The man, who is now aged 67 and cannot be named for legal reasons, pleaded guilty in the Shepparton County Court on Tuesday to five charges of sexual penetration of a child aged under 16 years, four counts of an indecent act with a child aged under 16 years and one count of incest.
The three victims were all aged under 10 years when the assaults occurred, with his daughter as young as four during one of the assaults.
The court heard the man sexually penetrated his then partner's daughter four times and committed an indecent act with her three times while she was aged between seven and nine years between 2000 and 2003 at his home in Euroa.

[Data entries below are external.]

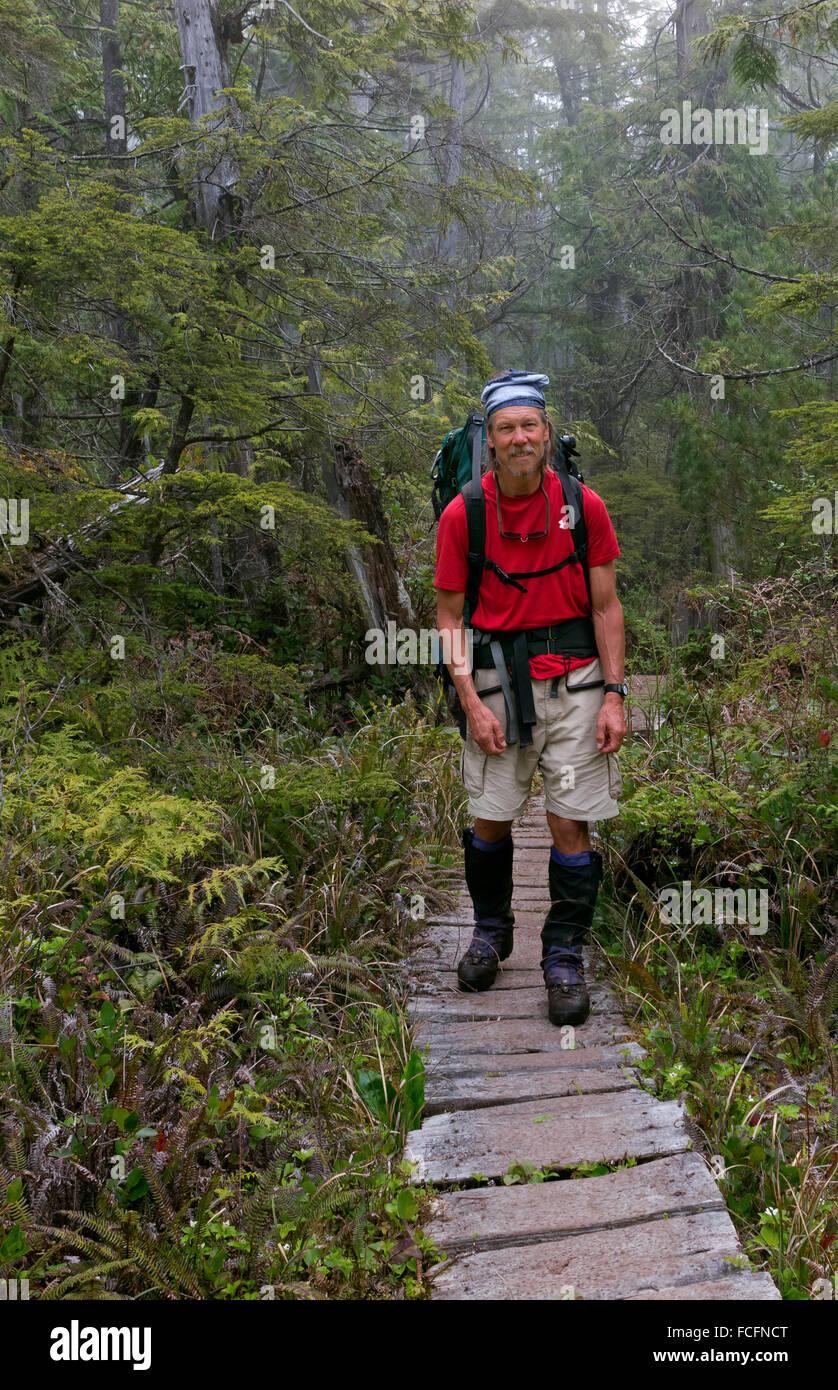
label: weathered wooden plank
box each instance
[424,1066,636,1118]
[425,1043,646,1084]
[424,1154,725,1255]
[407,983,621,1023]
[625,1265,782,1302]
[414,1013,631,1056]
[434,1212,756,1295]
[422,956,545,994]
[404,1090,689,1183]
[411,934,591,979]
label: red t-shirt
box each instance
[434,468,620,680]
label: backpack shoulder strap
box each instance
[463,413,486,621]
[556,467,591,603]
[463,474,486,619]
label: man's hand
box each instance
[596,691,625,753]
[466,701,506,755]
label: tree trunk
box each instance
[709,516,738,584]
[175,0,239,239]
[435,63,466,377]
[675,0,707,78]
[309,356,414,631]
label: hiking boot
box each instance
[541,948,591,1027]
[457,926,513,990]
[541,849,602,956]
[541,849,602,1027]
[457,827,516,990]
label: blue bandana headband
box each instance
[479,371,550,420]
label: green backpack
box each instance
[431,411,591,622]
[431,411,591,738]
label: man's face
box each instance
[486,406,549,478]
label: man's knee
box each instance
[548,810,591,855]
[474,816,513,845]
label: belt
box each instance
[473,617,605,748]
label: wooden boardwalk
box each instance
[406,798,780,1301]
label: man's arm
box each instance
[436,589,506,753]
[588,560,625,753]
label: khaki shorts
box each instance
[460,657,623,821]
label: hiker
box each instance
[435,371,628,1024]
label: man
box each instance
[435,371,627,1024]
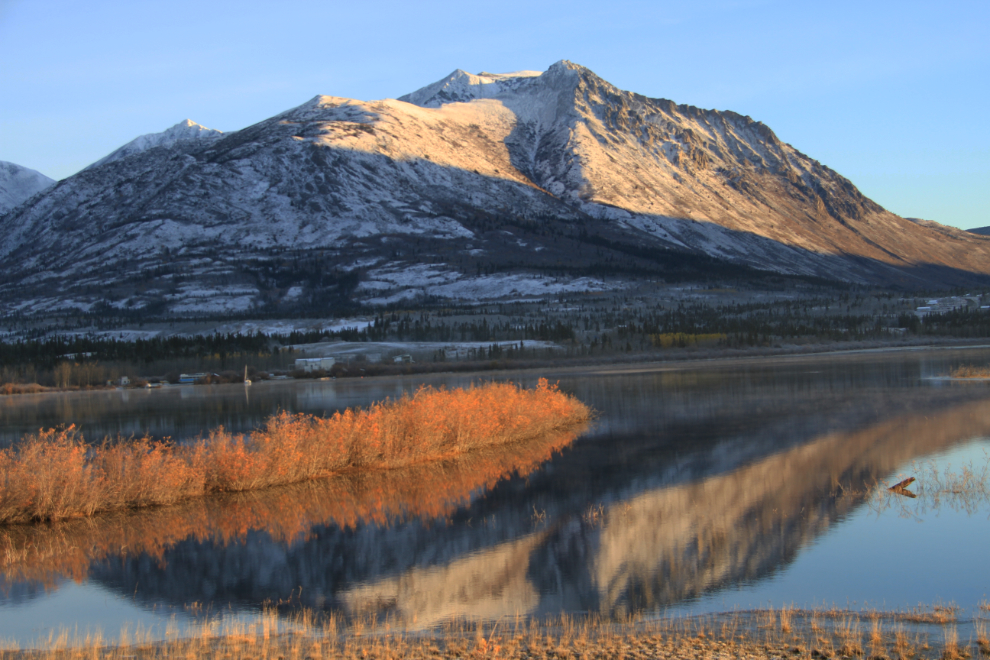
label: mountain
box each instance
[0,160,55,215]
[87,119,223,169]
[0,61,990,314]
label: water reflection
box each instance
[3,353,990,626]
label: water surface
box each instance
[0,349,990,644]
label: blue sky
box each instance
[0,0,990,228]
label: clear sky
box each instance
[0,0,990,228]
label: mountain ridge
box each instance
[0,160,55,215]
[0,61,990,314]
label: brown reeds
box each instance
[0,427,582,588]
[0,611,982,660]
[0,379,590,524]
[949,364,990,378]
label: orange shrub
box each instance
[0,426,583,587]
[0,379,590,524]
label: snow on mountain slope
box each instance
[402,61,990,279]
[0,61,990,313]
[87,119,223,169]
[0,160,55,215]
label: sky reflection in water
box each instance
[0,350,990,643]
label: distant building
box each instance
[296,358,337,372]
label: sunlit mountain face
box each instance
[0,61,990,315]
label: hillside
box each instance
[0,160,55,215]
[0,61,990,315]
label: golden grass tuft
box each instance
[949,364,990,378]
[0,427,583,584]
[7,610,990,660]
[0,379,591,524]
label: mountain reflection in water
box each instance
[0,361,990,627]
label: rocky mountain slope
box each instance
[0,61,990,314]
[87,119,223,169]
[0,160,55,215]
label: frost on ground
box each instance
[358,265,627,305]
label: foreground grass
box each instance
[0,380,590,524]
[0,426,584,589]
[0,607,990,660]
[949,364,990,378]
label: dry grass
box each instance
[0,383,55,396]
[0,380,590,524]
[949,364,990,378]
[868,453,990,517]
[0,610,981,660]
[0,427,583,588]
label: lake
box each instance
[0,348,990,645]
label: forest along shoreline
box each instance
[0,338,990,396]
[0,379,592,525]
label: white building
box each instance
[296,358,337,371]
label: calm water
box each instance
[0,349,990,644]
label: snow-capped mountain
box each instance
[0,61,990,313]
[87,119,223,169]
[0,160,55,215]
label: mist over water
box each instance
[0,350,990,641]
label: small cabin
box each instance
[296,358,337,373]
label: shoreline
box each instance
[0,338,990,397]
[0,601,990,660]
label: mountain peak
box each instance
[86,119,223,169]
[399,69,543,108]
[0,160,55,215]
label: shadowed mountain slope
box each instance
[0,61,990,314]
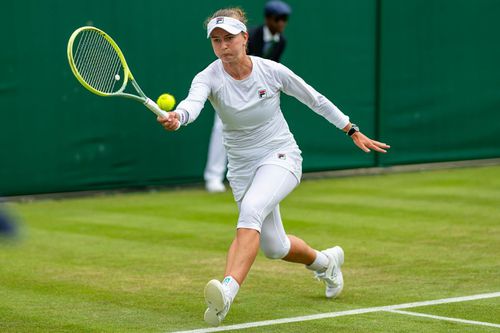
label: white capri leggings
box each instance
[237,164,298,259]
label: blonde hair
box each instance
[205,7,247,29]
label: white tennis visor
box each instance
[207,16,247,38]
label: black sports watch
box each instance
[346,124,359,136]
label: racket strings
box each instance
[73,30,124,93]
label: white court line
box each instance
[386,310,500,328]
[173,292,500,333]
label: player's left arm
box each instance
[342,123,391,153]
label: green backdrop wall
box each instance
[0,0,500,196]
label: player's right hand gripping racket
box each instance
[68,26,167,117]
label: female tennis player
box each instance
[158,8,390,326]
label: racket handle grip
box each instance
[144,97,168,118]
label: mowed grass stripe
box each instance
[0,167,500,332]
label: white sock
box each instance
[222,275,240,303]
[306,250,330,273]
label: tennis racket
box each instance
[68,26,168,117]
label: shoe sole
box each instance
[203,280,224,326]
[325,246,344,298]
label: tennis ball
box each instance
[156,94,179,111]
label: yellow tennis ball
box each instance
[156,94,175,111]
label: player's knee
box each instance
[238,202,264,232]
[260,239,290,259]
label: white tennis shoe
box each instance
[314,246,344,298]
[204,280,231,326]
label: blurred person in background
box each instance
[0,203,16,239]
[203,0,292,193]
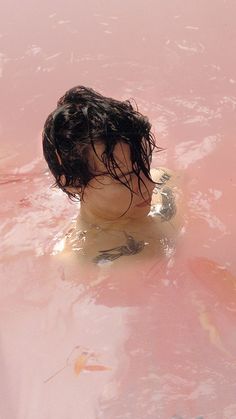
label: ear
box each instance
[59,175,81,195]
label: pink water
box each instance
[0,0,236,419]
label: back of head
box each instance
[42,86,159,199]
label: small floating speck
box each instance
[185,26,199,31]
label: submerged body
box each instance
[58,168,182,264]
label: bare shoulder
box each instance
[151,167,180,185]
[151,167,182,233]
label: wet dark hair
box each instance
[42,86,162,200]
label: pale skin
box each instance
[57,143,183,264]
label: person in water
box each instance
[42,86,181,263]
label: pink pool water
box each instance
[0,0,236,419]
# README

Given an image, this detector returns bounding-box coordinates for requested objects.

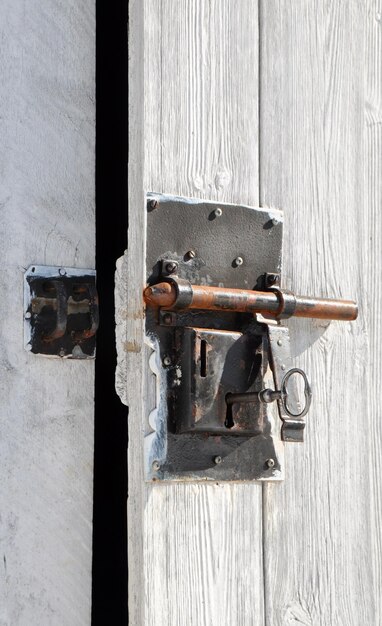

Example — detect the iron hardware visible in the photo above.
[144,195,358,480]
[24,265,99,359]
[226,367,312,418]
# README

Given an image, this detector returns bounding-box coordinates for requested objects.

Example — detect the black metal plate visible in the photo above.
[146,194,282,480]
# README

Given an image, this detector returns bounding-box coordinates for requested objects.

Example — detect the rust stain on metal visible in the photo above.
[144,282,358,321]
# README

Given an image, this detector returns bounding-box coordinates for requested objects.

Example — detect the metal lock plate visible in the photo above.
[145,194,283,481]
[173,327,266,436]
[24,265,98,359]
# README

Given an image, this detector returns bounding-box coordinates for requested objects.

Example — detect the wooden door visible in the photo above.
[124,0,382,626]
[0,0,95,626]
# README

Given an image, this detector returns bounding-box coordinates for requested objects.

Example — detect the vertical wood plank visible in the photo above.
[260,0,374,626]
[127,0,263,626]
[364,0,382,624]
[0,0,95,626]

He was also charged with one count of incest against his young daughter, as well as wilfully committing an indecent act between 2003 and 2006 when she was aged between four and six years.
In 2004, he also sexually penetrated his daughter’s young friend while she was having a sleepover at his house.

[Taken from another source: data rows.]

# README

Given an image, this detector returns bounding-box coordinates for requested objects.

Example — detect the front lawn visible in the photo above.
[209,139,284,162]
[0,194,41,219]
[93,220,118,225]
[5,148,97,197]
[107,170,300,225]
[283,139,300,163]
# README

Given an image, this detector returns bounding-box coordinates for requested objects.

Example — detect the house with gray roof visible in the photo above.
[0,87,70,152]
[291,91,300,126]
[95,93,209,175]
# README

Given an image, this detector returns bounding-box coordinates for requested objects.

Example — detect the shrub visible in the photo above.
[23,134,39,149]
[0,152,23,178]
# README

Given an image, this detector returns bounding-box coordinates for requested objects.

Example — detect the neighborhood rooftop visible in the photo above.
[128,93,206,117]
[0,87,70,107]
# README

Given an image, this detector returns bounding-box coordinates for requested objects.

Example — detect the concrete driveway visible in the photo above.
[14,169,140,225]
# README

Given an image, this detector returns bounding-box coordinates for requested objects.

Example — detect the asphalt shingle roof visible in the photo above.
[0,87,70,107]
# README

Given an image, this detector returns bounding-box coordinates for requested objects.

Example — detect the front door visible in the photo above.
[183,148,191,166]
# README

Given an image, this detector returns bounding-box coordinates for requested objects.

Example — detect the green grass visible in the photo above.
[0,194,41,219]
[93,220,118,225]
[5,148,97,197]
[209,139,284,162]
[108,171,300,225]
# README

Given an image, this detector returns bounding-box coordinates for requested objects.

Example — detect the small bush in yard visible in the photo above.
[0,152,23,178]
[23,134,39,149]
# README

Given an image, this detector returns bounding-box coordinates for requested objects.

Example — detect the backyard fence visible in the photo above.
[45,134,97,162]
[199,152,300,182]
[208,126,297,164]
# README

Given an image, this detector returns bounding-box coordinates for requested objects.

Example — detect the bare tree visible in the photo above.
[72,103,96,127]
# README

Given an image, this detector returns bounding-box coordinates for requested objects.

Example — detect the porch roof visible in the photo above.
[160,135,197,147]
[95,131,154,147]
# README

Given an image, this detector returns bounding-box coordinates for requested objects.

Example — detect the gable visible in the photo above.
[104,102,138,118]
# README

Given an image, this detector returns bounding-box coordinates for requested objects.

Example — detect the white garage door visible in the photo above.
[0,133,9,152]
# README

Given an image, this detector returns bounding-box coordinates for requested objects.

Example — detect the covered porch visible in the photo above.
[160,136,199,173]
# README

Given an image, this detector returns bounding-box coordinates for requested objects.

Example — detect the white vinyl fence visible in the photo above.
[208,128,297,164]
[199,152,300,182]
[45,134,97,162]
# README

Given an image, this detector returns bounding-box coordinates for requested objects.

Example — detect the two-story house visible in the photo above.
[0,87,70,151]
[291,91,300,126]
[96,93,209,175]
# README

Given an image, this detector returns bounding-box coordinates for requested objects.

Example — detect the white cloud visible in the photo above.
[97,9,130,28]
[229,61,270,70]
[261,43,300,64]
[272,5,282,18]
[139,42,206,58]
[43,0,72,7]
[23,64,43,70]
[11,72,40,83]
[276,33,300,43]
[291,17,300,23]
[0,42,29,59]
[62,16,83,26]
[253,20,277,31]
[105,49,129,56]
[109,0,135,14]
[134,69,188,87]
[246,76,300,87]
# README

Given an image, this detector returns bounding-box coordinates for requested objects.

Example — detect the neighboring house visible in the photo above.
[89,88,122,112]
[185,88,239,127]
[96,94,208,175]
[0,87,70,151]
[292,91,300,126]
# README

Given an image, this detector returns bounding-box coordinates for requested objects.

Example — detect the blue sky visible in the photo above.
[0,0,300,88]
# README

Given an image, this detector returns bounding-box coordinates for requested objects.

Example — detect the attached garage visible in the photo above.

The man was aged between 47 and 52 when he committed the offences.
The court was told the offences against the man’s then partner’s daughter were committed while she and her mother would stay over at his Euroa home.

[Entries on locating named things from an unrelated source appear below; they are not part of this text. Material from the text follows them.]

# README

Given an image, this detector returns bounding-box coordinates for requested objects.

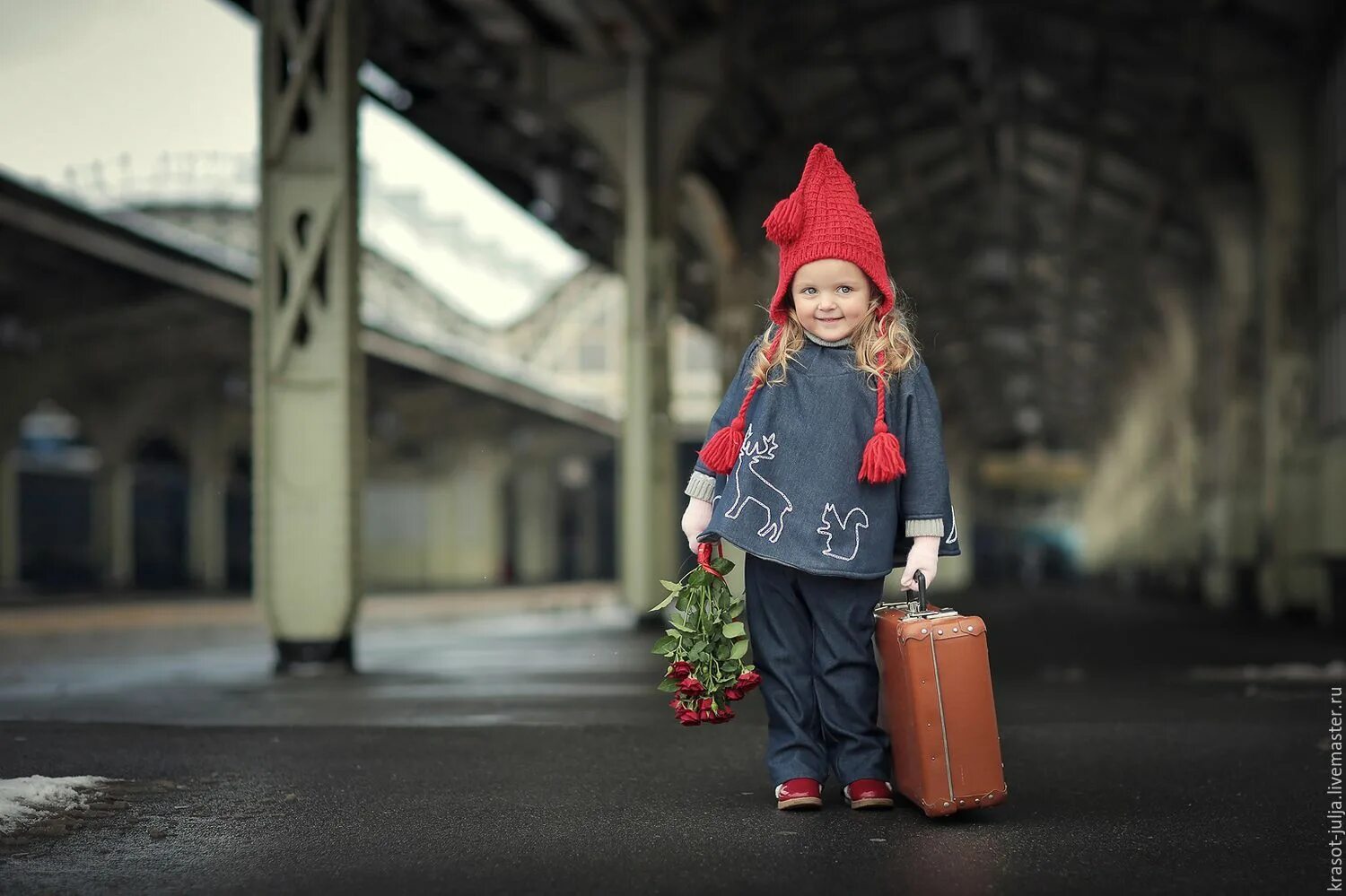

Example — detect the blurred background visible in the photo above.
[0,0,1346,888]
[0,0,1346,624]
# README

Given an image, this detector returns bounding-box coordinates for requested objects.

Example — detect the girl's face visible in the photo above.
[791,258,871,342]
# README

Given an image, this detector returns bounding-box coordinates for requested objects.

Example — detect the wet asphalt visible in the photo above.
[0,583,1346,895]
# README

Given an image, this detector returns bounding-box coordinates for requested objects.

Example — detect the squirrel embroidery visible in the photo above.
[818,502,870,561]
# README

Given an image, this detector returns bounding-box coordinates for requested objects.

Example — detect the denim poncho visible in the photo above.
[694,336,961,578]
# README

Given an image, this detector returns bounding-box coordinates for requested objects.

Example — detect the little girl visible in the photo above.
[683,144,961,809]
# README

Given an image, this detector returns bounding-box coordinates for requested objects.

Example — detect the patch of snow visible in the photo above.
[0,775,108,834]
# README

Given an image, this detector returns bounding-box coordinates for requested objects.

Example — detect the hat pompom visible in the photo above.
[762,193,804,247]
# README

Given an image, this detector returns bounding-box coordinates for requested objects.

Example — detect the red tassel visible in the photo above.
[859,420,907,484]
[699,414,743,476]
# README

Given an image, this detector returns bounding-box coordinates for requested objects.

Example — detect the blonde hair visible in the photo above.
[751,276,920,385]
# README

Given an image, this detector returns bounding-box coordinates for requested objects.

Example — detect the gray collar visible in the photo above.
[804,324,851,349]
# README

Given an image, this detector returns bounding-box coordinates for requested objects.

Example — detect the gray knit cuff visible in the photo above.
[683,470,716,503]
[907,519,944,538]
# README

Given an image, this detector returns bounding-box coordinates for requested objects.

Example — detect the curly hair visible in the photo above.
[750,276,921,385]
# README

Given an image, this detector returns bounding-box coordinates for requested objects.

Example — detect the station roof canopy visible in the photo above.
[236,0,1346,447]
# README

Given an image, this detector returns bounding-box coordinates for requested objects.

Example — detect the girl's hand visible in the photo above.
[683,498,715,554]
[902,535,940,591]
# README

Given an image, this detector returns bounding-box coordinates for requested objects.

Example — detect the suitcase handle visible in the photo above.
[874,570,957,619]
[902,570,926,613]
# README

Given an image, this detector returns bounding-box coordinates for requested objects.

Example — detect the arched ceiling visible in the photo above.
[226,0,1346,447]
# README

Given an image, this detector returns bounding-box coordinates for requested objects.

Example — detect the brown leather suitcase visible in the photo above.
[874,572,1007,818]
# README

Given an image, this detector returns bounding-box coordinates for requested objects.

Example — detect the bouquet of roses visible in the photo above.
[651,533,762,726]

After that relationship broke up, the man’s daughter continued to stay with him on weekends and it was during this time the offences occurred against her.
Prosecutor Kathryn Hamill told the court the little girl would often get up during the night and get into her father’s bed where the offending mainly occurred.
Ms Hamill said the girl’s friend was assaulted when she and the man’s daughter got into bed with him after becoming scared during a storm during a sleepover.
The court was told the man could not remember any of the incidents taking place.
The court heard that during a pretext phone call with his daughter’s friend in 2017, the man said he told her “I can’t remember doing that” as well as saying “I’m dead set against touching”. Followed by “I can only assume I would have done it in a drunken stupor”.
Ms Hamill said when confronted about the offences against his partner’s daughter in a police interview in 2018, the man told police “I don’t think she even stayed over” as well as denying the allegations.
Victim statements were read to the court by all three victims, with the man’s partner’s daughter saying she had “wanted to hurt myself over this” and that she had cried herself to sleep many times.
“I don’t think men realise how much this affects women,” she said.
“I want to wake up one day and not think about this.”
The victim impact statement from the man’s daughter said she was “scared and confused at the time” and had tried to block out of her mind what had happened to her.
She also spoke of how she did not have a lot of trust in other people.
Her friend’s victim impact statement told the court of how the assault had “destroyed her childhood and teenage years” and how she was “always looking over her shoulder” and could not stay at home alone.
“I’m scared he will try and get me for speaking up,” she said.
The man’s barrister, William Barker, told the court his client had been the victim of sexual abuse by one of his half-brother’s friends as well as by a superior when he was in an institution.
Mr Barker also spoke of how his client’s father had physically assaulted him “once every month for as long as he can remember” until he left home at the age of 11 or 12.
He also spoke of the man’s drinking problem, saying he started drinking alcohol at the age of 14 years.
Judge Mark Taft said the man’s “moral culpability can only be described as very great indeed”.
“There are three girls under 10, in one case as young as four, whose lives have been shattered by what has occurred,” he said.
The man was remanded in custody to be sentenced on a date yet to be decided.